Grading Rubric — Anxiety Spectrum Disorders Assignment Rubric
Criterion Points Full-marks descriptor
Diagnostic accuracy and application of ICD-11/DSM-5 criteria 10 pts Correct diagnosis with clear, specific reference to ICD-11/DSM-5 criteria (states which system); accurately identifies duration, pervasiveness, and reactive vs pre-existing worry; competing diagnoses handled precisely with criterion-level justification.
Quality and completeness of management plan 10 pts Comprehensive plan covering psychoeducation, specific named psychological therapy (CBT) with mechanism, first-line SSRI with dose/duration/monitoring, clear step-up for non-response, and an explicitly justified benzodiazepine position (short-term adjunct only).
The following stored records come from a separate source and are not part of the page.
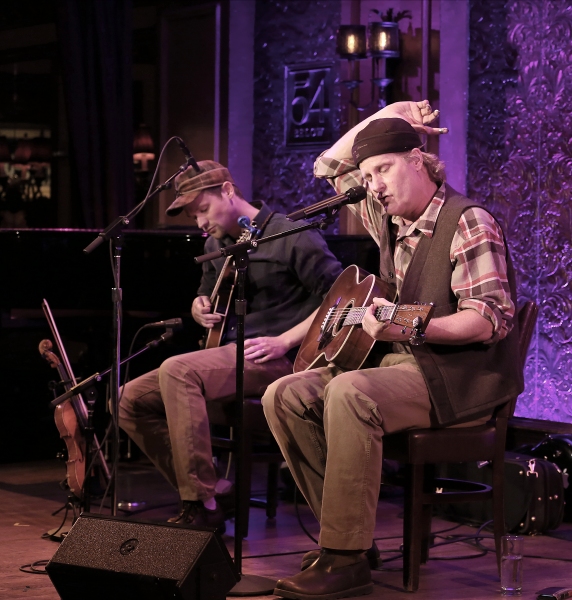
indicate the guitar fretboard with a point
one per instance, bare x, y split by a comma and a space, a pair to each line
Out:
355, 315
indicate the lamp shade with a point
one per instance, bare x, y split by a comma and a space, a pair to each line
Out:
384, 39
142, 141
351, 41
5, 155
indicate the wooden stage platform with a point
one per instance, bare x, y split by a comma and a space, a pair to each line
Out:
30, 494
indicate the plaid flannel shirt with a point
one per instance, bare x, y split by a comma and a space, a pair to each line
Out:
479, 279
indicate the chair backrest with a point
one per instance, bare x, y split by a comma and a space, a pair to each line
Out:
526, 316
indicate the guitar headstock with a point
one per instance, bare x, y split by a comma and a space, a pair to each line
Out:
45, 349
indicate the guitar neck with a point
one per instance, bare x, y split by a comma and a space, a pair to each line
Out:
356, 315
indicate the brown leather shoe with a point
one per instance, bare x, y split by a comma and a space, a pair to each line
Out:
373, 557
331, 576
194, 513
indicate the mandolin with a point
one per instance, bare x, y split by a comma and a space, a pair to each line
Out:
221, 297
335, 336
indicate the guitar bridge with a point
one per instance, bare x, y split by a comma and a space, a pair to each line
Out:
417, 338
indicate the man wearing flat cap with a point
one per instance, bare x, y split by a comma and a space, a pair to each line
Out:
164, 411
436, 246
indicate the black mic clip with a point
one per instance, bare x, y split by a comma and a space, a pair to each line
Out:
191, 162
168, 324
331, 205
244, 222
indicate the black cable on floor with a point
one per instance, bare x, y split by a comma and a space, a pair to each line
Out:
31, 568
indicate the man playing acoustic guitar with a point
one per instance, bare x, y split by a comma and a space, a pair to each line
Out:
164, 411
435, 246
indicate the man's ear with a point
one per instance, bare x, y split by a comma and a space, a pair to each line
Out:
228, 189
416, 158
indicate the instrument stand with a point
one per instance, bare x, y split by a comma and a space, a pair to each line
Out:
59, 533
87, 388
249, 585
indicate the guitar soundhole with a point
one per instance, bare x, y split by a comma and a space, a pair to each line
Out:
342, 312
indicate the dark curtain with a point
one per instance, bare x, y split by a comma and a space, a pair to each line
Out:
95, 39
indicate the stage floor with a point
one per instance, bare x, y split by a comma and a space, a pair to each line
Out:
30, 494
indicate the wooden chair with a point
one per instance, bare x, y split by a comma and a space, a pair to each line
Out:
420, 450
260, 447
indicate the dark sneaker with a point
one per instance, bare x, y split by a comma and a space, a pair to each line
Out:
194, 513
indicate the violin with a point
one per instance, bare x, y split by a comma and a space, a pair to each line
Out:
71, 419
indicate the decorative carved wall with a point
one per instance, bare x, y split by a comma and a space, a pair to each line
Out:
520, 166
288, 32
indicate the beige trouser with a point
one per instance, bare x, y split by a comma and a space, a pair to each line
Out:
330, 424
164, 412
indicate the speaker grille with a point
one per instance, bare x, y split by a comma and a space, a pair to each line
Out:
156, 550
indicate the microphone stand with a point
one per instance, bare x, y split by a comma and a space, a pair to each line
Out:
114, 232
249, 585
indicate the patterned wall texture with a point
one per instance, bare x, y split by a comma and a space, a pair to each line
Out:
520, 166
288, 32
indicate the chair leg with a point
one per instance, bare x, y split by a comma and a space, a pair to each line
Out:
499, 525
427, 512
272, 489
412, 526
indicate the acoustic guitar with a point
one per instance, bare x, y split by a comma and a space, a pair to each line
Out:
335, 335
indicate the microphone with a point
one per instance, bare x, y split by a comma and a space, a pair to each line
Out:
244, 222
169, 324
190, 160
351, 196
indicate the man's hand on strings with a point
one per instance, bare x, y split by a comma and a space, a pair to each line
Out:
382, 330
262, 349
201, 312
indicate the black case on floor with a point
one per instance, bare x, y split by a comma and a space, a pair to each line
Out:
534, 494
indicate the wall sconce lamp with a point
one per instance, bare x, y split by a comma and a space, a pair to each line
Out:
143, 150
379, 41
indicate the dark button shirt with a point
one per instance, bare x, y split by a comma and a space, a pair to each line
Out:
286, 279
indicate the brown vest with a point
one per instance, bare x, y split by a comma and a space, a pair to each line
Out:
463, 381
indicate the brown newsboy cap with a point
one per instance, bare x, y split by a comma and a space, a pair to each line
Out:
189, 184
384, 136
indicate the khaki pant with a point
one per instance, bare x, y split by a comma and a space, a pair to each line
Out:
330, 426
164, 412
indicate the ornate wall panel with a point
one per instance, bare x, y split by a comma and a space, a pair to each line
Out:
520, 166
288, 32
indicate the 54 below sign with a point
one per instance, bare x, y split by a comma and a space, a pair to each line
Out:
307, 109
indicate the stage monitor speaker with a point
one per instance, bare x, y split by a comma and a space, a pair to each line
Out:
107, 558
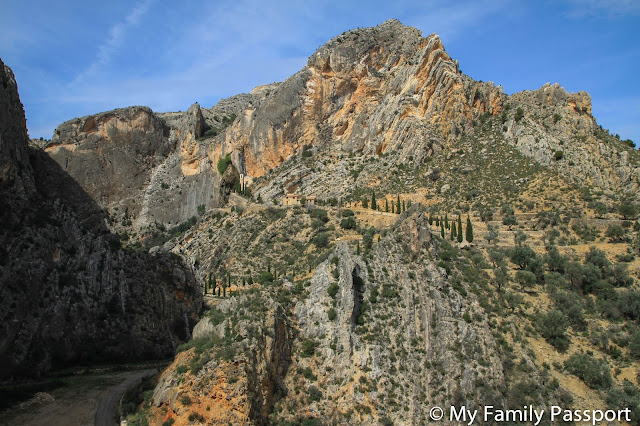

Referral decision — clinical reasoning and criterion identification 10 pts Justified decision not to refer at this point with evidence-based reasoning; correctly identifies ≥3 referral-triggering features (suicidality, psychosis, failed primary care treatment, PTSD transition, severe impairment); PTSD contrast handled accurately.
Differential diagnosis reasoning — ruling out other conditions 10 pts At least two differential diagnoses addressed with specific inclusion/exclusion criteria applied to case detail; at least one medical mimic discussed; language is precise and clinically grounded.
Clinical reflection — identification and correction of diagnostic pitfalls 10 pts Identifies a genuine, specific pitfall relevant to this case (e.g., misclassifying as adjustment disorder, anchoring bias on the stressor, missing pre-existing GAD) with a precise corrective step that demonstrates metacognitive awareness.

PEER REVIEW

You will review one peer's submission. Your feedback should be constructive, specific, and grounded in the clinical content — not just general writing quality. For each of the five rubric criteria: (1) identify one specific strength in your peer's response; (2) identify one specific gap, error, or missed nuance (e.g., an incorrect criterion, a missing referral trigger, an unsupported benzodiazepine recommendation); (3) suggest one concrete improvement. Your review must be ≥200 words and reference specific clinical details from their submission. Avoid vague praise such as 'good job' — aim to give feedback that would genuinely help a colleague improve their clinical reasoning.